Effect of Rotor Cant on Trim and Autonomous Flight Dynamics of a Quadcopter

Rotor cant is simulated on an SUI Endurance quadcopter. Two types of rotor cant, flapwise and torsional cant, are defined, and multirotor coordinates are used to define four aircraft-level modes of cant for each type. Collective flapwise cant causes an increase in collective control and power required, and a positive correlation exists between collective flapwise cant and pitch control. It also causes the longitudinal and lateral poles to retreat from the origin. Postive longitudinal flapwise and negative lateral torsional cant cause a reduction in nose-down attitude in forward flight, reducing drag and negative lift on the fuselage by 13% and 31% at 15 m/s, which reduces power required by 6% while increasing hover power by only 0.5%. Lateral flapwise cant and longitudinal torsional cant affect the roll attitude, though no power savings is available. Differential flapwise cant causes forward speed to impose a net rolling moment, which is compensated by roll control.
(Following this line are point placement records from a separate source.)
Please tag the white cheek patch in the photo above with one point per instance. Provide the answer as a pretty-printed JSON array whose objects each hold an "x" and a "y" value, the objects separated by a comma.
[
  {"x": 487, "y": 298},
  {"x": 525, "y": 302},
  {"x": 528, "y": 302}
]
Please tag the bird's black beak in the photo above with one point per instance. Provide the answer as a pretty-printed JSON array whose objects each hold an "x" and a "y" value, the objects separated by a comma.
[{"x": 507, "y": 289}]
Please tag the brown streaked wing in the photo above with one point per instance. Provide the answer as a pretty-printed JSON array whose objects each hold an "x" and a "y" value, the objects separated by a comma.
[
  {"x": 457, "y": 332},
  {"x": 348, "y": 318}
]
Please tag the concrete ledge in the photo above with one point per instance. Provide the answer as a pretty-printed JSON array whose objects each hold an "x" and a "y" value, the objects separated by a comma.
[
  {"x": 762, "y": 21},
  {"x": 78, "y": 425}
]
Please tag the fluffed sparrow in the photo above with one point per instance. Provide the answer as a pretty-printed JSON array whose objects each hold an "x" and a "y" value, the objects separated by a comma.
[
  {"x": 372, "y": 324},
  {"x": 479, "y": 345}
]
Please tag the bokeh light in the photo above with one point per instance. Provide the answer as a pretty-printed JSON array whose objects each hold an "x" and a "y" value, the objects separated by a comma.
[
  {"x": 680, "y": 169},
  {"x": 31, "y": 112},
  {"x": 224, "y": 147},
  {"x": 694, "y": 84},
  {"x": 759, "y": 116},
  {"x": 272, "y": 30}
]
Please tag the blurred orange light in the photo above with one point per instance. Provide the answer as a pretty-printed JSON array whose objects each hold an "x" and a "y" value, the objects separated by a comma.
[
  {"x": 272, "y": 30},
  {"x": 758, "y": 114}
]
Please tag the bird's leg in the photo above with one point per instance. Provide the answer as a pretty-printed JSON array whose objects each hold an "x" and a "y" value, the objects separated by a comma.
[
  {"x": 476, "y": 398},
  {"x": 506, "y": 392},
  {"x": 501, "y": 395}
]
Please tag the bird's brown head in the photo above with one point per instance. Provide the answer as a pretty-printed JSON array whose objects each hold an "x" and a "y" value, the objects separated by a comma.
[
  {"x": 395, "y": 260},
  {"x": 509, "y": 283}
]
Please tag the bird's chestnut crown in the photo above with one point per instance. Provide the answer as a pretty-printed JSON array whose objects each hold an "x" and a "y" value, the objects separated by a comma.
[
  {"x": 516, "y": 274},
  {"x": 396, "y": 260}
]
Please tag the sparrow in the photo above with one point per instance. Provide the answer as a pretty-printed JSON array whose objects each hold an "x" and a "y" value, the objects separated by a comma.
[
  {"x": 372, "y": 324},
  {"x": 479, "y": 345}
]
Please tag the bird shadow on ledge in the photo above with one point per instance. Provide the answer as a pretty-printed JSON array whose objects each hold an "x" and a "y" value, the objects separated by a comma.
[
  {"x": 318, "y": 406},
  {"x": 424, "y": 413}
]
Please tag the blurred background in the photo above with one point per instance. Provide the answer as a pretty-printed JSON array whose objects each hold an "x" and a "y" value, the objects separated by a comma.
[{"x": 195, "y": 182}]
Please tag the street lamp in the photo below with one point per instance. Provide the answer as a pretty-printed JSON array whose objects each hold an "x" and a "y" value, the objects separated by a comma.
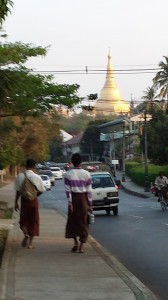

Differential torsional cant is positively correlated with roll control. Both differential cant modes cause some poles to move toward the origin while others move away, but differential torsional cant can increase yaw authority by up to 325%.

Reference

Niemiec, R., and Gandhi, F., "Effect of Rotor Cant on Trim and Autonomous Flight Dynamics of a Quadcopter ,"

Proceedings of the 74th American Helicopter Society Annual Forum, Phoenix, Arizona, May 15-17, 2018.